For 3 years, it ran in the Greeley Tribune. Since then, it has run in various subsidiaries of the Douglas County News Press. I still have most of my columns in digital format.
For many years, I only gave myself one rule: try to work the word "library" into every piece. My intent was to think in public about just what librarianship means at the end of the 20th century and beginning of the 21st.
There have been many advantages for me. I found that putting library plans out in front of the public, and getting feedback about them, helped me make better decisions. Sometimes, I found that it was very difficult for me to describe those plans or policies -- the kind of thing that makes me realize that they might not be good ideas after all. The weekly discipline of explaining my profession to the public keeps me more mindful, more honest. It also has provided steady visibility for the library and its issues.
January 25, 2007 - Winner of Library Competition is You!
Some of my best friends are library directors. I suppose that isn't surprising. By definition, they tend to share both my values and my interests.
Two of these friends are Douglas County neighbors. Eloise May is the director of the Arapahoe Library District. Bill Knott runs the Jefferson County Public Library System.
Both have held their jobs for quite a while. Eloise has been director for over 20 years, Bill for over 30.
Both of their library systems are excellent, well above national averages in virtually every category.
I've learned a lot from them. What I especially like about my library director friends is our total candor about what did -- and did not -- work for us. Our purpose is the same: to provide the best possible service to our communities.
Arapahoe Library District is a close match to us in population (the library district's official service population is significantly less than the whole county, as the district excludes the cities of Aurora, Littleton, and Englewood, who all have their own libraries). Call it 250,000 people. So I've been comparing our numbers to theirs for some time.
In January of every year, I call Eloise to ask for her "circ" number (where "circ" stands for circulation, or total number of items checked out). Always before, Arapahoe was still ahead of us, although last year, not by much. I've been chasing them for 17 years.
Well, in 2006, we finally pulled ahead. They checked out about 4.5 million items. But we checked out 5.5 million.
We beat them by a million!
I was quietly gloating over this when Eloise mused that a 5.5 million circ had to be close to Jeffco's number. Immediately, I called Jeffco and demanded their stats.

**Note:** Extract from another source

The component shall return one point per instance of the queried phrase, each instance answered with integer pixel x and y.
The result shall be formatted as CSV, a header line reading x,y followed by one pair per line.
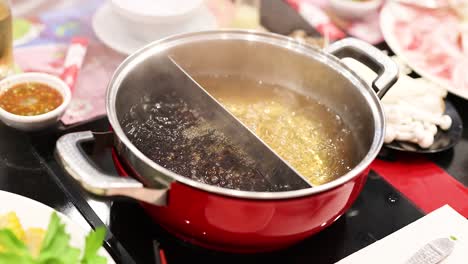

And they told me that Jeffco checked out a little over 5,291,000 items in 2006. We beat them, too! And Jeffco has a population of roughly half a million -- about twice our size.
At the beginning of 2006, we were the fifth busiest public library in the state. At the beginning of 2007, we jumped to number three.
Who is ahead of us? Denver and Colorado Springs, in that order. But I don't think either of them is experiencing 21% growth in circ per year. We did.
Heh. They're next.
But it's reasonable to wonder: what explains our rapid rise in use from 2005?
I think there are two primary causes:
1. Merchandising. For the past two years, we've been working hard to use library space to better display our wares. We concentrate on displays and face-out shelving. As a consequence, we have to replace those displays almost hourly.
Where did we come up with the manpower for this effort? Answer: from the staff liberated from the circ desk by our RFID-based self-checkout machines. These same people help our patrons FIND those displays.
2. Supply chain. Also over the past couple of years, we've focused on centralizing purchases, building and monitoring branch profiles to closely match the demands of our patrons. Our materials get here faster than they used to, move through our system quicker, and show up on our shelves the same day they show up at bookstores. (Please note that libraries have to do way more to a book, CD, or movie than a bookstore does, including but not limited to cataloging and marking.)
Incidentally, all of this work -- from our front line staff who work directly with patrons and our stock, and our back room folks who select and MOVE those materials -- is handled by fewer people than we had last year.
Our demand is rising (21% from 2005 to 2006, as noted) -- and much faster than either our population or revenues (each of which climbed about 6% from 2005 to 2006). So, like any other business, we've had to find ways to streamline and improve our operations.
Of course, we'll share all of our hard-won knowledge with all the other libraries we know. So they'll be even tougher competitors.
But why not? No matter who pulls ahead in a friendly competition between libraries, there's only one winner.